Upon further digging, after passing through np_utils.to_categorical()
, the
value of Y_train
was just an array of zeroes. I eventually attempted to force
np_utils.to_categorical()
to return a 60000 x 10 array by explicitly passing
in the number of classes through np_utils.to_categorical(Y_train, 10)
, which
allowed training to proceed, but yielded another problem.
The Network Isn’t Training
While the network did not seem to be learning after the first training epoch, the network’s accuracy was not only 100% after each training epoch, but the overall loss and accuracy were the exact same between every training session, even with many different tweaks to the model. This seemed very wrong!
Because the probability of the model being the problem was unlikely, I began to
look at the underlying data entering into the model. The first step was
to investigate whether the original data checked out. Because I had been running
into problems with converting the label data into the proper dimensions, I first
looked into the label data (i.e. Y_train
).
# Load MNIST data.
(X_train, Y_train), (X_test, Y_test) = mnist.load_data()

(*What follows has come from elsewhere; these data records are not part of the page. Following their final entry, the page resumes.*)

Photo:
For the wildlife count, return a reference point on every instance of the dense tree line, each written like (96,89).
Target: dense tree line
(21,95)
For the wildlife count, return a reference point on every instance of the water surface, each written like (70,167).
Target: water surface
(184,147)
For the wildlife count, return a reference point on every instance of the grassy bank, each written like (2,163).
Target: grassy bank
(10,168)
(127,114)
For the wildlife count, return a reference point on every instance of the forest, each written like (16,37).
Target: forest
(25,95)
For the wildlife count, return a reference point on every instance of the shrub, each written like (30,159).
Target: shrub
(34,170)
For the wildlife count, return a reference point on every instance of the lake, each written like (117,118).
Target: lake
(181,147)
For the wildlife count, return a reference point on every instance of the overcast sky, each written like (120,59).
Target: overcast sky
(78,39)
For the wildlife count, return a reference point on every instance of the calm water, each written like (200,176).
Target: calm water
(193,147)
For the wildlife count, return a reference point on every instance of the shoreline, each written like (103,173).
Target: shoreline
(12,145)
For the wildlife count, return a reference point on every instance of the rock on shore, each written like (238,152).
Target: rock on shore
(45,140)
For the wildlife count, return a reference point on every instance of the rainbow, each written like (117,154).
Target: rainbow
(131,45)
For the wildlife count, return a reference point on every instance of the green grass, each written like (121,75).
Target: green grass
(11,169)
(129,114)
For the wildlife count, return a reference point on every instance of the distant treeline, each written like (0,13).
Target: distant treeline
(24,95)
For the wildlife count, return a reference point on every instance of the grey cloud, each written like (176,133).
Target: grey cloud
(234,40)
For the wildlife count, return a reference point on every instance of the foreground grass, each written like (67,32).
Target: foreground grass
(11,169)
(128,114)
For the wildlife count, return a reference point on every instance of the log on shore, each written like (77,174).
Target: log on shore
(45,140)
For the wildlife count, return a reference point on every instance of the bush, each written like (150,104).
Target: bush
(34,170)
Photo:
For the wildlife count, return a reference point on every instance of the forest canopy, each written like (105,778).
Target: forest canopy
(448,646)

# Display label data array shape.
print(Y_train.shape)
# Count the number of occurrences of each class label.
data_labels = {
0: 0,
1: 0,
2: 0,
3: 0,
4: 0,
5: 0,
6: 0,
7: 0,
8: 0,
9: 0,
}
for label in Y_train:
data_labels[label] += 1
# Display some diagnostic data.
print(data_labels)
print(sum(data_labels.values())
I used a dictionary of “buckets” to count the occurrence of each class in the labels. When displaying the counts of each class, they seemed reasonably distributed, and the total number of labels amounted to the proper size: 60,000. No surprises there - the source data itself looked okay.

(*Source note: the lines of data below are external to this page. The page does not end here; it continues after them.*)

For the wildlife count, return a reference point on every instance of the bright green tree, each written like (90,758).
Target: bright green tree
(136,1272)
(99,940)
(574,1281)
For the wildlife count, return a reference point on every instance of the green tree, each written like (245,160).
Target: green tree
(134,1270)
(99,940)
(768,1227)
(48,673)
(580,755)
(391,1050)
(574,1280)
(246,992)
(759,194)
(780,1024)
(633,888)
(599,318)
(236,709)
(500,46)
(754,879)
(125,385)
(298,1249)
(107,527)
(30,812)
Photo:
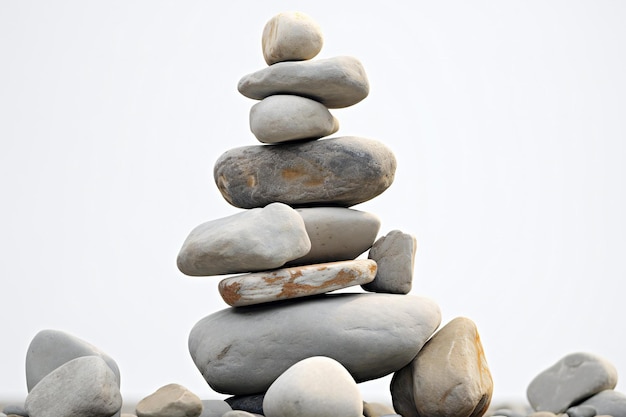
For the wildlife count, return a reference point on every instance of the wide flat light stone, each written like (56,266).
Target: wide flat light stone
(450,376)
(337,234)
(313,387)
(85,386)
(341,171)
(241,351)
(172,400)
(295,282)
(50,349)
(335,82)
(291,36)
(252,240)
(395,256)
(572,379)
(284,118)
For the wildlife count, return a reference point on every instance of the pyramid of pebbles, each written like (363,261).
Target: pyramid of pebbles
(284,339)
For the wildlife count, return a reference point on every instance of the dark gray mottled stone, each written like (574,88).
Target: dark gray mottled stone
(341,171)
(335,82)
(50,349)
(372,335)
(572,379)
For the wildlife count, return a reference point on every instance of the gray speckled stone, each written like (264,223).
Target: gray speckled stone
(85,386)
(355,329)
(395,256)
(572,379)
(607,402)
(340,171)
(291,36)
(284,118)
(50,349)
(252,240)
(337,234)
(335,82)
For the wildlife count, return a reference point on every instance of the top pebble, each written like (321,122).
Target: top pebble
(291,36)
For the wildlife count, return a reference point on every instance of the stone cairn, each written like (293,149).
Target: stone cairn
(286,348)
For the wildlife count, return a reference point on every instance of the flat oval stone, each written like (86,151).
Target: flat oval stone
(395,256)
(341,171)
(337,234)
(291,36)
(241,351)
(335,82)
(572,379)
(450,376)
(252,240)
(50,349)
(284,118)
(313,387)
(295,282)
(85,386)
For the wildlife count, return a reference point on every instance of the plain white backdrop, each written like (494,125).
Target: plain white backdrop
(508,120)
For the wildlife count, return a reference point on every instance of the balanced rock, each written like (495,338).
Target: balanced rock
(252,240)
(607,402)
(313,387)
(371,335)
(395,256)
(85,386)
(294,282)
(291,36)
(172,400)
(335,82)
(450,376)
(337,234)
(50,349)
(572,379)
(283,118)
(342,171)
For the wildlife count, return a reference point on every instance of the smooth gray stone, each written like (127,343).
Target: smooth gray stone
(214,408)
(284,118)
(335,82)
(607,402)
(241,351)
(395,256)
(570,380)
(85,386)
(172,400)
(253,240)
(250,403)
(341,171)
(50,349)
(291,36)
(313,387)
(337,234)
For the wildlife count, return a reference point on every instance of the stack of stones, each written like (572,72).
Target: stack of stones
(284,344)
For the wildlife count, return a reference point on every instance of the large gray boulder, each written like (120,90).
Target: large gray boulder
(335,82)
(341,171)
(242,351)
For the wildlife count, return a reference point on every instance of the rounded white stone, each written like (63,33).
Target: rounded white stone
(316,386)
(291,36)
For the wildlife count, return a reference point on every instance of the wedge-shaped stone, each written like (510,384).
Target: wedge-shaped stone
(341,171)
(85,386)
(291,36)
(241,351)
(572,379)
(337,234)
(252,240)
(284,118)
(295,282)
(335,82)
(449,376)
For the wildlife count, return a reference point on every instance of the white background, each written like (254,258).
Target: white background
(508,120)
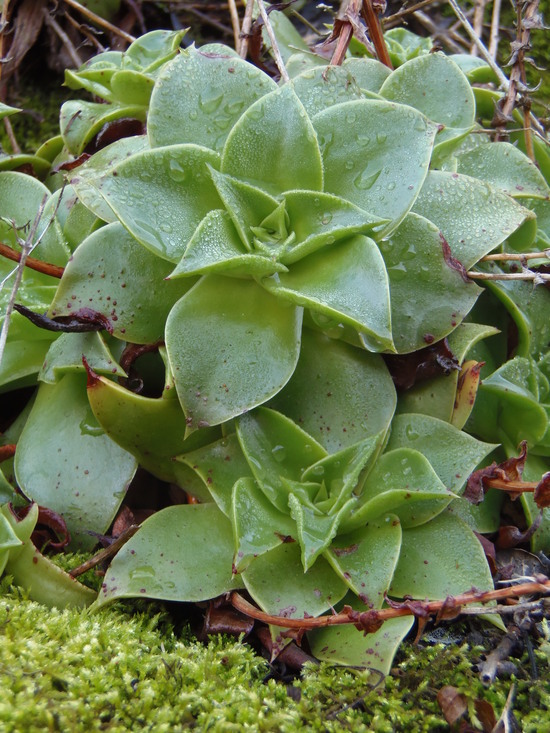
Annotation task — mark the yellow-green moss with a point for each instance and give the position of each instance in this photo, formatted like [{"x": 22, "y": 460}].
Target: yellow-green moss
[{"x": 126, "y": 668}]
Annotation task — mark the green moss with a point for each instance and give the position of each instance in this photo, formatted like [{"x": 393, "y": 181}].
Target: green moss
[
  {"x": 127, "y": 668},
  {"x": 40, "y": 101}
]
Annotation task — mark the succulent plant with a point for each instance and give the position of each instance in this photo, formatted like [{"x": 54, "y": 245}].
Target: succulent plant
[{"x": 280, "y": 252}]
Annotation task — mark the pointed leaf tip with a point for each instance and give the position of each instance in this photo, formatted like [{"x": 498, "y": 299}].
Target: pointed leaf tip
[{"x": 92, "y": 377}]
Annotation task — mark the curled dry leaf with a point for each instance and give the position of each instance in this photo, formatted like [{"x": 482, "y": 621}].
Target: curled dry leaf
[{"x": 452, "y": 702}]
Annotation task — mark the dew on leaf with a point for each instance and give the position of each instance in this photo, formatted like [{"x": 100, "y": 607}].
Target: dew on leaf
[
  {"x": 366, "y": 180},
  {"x": 279, "y": 453}
]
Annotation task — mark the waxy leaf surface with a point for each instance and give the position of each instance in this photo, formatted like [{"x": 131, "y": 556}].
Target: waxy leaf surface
[
  {"x": 195, "y": 566},
  {"x": 338, "y": 394},
  {"x": 376, "y": 155},
  {"x": 112, "y": 274},
  {"x": 274, "y": 146},
  {"x": 161, "y": 195},
  {"x": 199, "y": 96},
  {"x": 231, "y": 347},
  {"x": 62, "y": 439}
]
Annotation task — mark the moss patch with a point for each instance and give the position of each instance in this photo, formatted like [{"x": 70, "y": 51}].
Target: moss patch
[{"x": 126, "y": 668}]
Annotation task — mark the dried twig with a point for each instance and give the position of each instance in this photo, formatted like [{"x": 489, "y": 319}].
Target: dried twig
[
  {"x": 495, "y": 29},
  {"x": 508, "y": 256},
  {"x": 525, "y": 21},
  {"x": 26, "y": 247},
  {"x": 370, "y": 621},
  {"x": 536, "y": 277},
  {"x": 58, "y": 30},
  {"x": 45, "y": 267},
  {"x": 274, "y": 45},
  {"x": 502, "y": 78},
  {"x": 106, "y": 553},
  {"x": 477, "y": 22},
  {"x": 246, "y": 28},
  {"x": 392, "y": 20},
  {"x": 370, "y": 12},
  {"x": 100, "y": 21},
  {"x": 236, "y": 24}
]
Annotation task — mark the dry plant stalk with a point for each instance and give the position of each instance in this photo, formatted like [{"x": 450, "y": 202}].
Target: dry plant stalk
[{"x": 372, "y": 620}]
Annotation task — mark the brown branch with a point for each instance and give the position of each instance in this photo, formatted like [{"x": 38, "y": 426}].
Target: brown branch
[
  {"x": 44, "y": 267},
  {"x": 106, "y": 553},
  {"x": 64, "y": 38},
  {"x": 512, "y": 487},
  {"x": 534, "y": 276},
  {"x": 370, "y": 11},
  {"x": 392, "y": 20},
  {"x": 100, "y": 21},
  {"x": 505, "y": 256},
  {"x": 370, "y": 620},
  {"x": 517, "y": 74}
]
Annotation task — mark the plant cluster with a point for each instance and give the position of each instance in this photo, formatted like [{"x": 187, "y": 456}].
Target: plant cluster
[{"x": 286, "y": 270}]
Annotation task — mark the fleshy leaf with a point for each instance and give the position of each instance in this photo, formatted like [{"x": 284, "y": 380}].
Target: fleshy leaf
[
  {"x": 42, "y": 580},
  {"x": 194, "y": 565},
  {"x": 368, "y": 73},
  {"x": 151, "y": 429},
  {"x": 428, "y": 297},
  {"x": 267, "y": 579},
  {"x": 376, "y": 155},
  {"x": 231, "y": 347},
  {"x": 436, "y": 397},
  {"x": 65, "y": 355},
  {"x": 65, "y": 461},
  {"x": 258, "y": 525},
  {"x": 131, "y": 87},
  {"x": 274, "y": 146},
  {"x": 530, "y": 310},
  {"x": 105, "y": 159},
  {"x": 506, "y": 168},
  {"x": 216, "y": 247},
  {"x": 344, "y": 645},
  {"x": 341, "y": 472},
  {"x": 22, "y": 197},
  {"x": 439, "y": 559},
  {"x": 404, "y": 483},
  {"x": 534, "y": 468},
  {"x": 315, "y": 531},
  {"x": 161, "y": 195},
  {"x": 346, "y": 284},
  {"x": 452, "y": 453},
  {"x": 520, "y": 415},
  {"x": 473, "y": 217},
  {"x": 199, "y": 97},
  {"x": 112, "y": 274},
  {"x": 435, "y": 85},
  {"x": 276, "y": 448},
  {"x": 338, "y": 394},
  {"x": 219, "y": 465},
  {"x": 152, "y": 50},
  {"x": 324, "y": 86},
  {"x": 247, "y": 205},
  {"x": 366, "y": 558},
  {"x": 81, "y": 121},
  {"x": 321, "y": 219}
]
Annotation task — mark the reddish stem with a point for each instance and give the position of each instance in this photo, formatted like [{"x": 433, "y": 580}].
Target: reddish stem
[
  {"x": 375, "y": 31},
  {"x": 45, "y": 267},
  {"x": 7, "y": 451},
  {"x": 450, "y": 605}
]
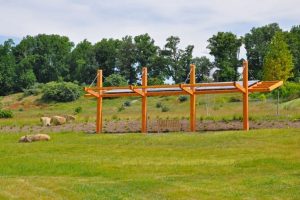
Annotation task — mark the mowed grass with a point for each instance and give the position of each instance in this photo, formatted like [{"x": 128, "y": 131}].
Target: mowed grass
[
  {"x": 260, "y": 164},
  {"x": 28, "y": 110}
]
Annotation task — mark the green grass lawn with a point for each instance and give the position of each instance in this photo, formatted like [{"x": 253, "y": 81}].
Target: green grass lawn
[
  {"x": 260, "y": 164},
  {"x": 219, "y": 107}
]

I then proceeded to look at the label data again at the point right before
calling model.fit()
. Although the shape was correct, Y_train
was now an
array where all the labels were set to 0 (i.e. [1., 0., 0., 0., 0., 0., 0., 0.,
0., 0.]
). Not seeing where the source of the issue was, I figured it might be
the way the data was transformed by np_utils.to_categorical()
, so I wrote a
patch to get around it:
tmp = np.zeros((Y_train.shape[0], 10))
for i, y in enumerate(Y_train):
for j in range(10):
if j == y:
tmp[i][j] = 1.0
Y_train = tmp
Checking Y_train
afterward yielded an array that looked exactly like I needed
it to, but it still did not change training results! Nor did it change the
apparent values held in Y_train
right before the call to model.fit()
.
Scratching my head, I checked on anything that might have modified Y_train
before passing it through np_utils.to_categorical()
. Lo-and-behold! There
was a line I mindlessly fudged by accidentally normalizing the training labels
instead of the testing input:
X_train = X_train / 255
Y_train = Y_train / 255
instead of
X_train = X_train / 255
X_test = X_test / 255
After fixing that, the network began training normally without any issues!
Conclusion
This wasn’t a particularly profound problem, and the error was quite stupid, but hopefully this might help give others insight into diagnosing bugs with their own neural networks. It might also serve to make you feel less bad about the your own frustrations and mistakes.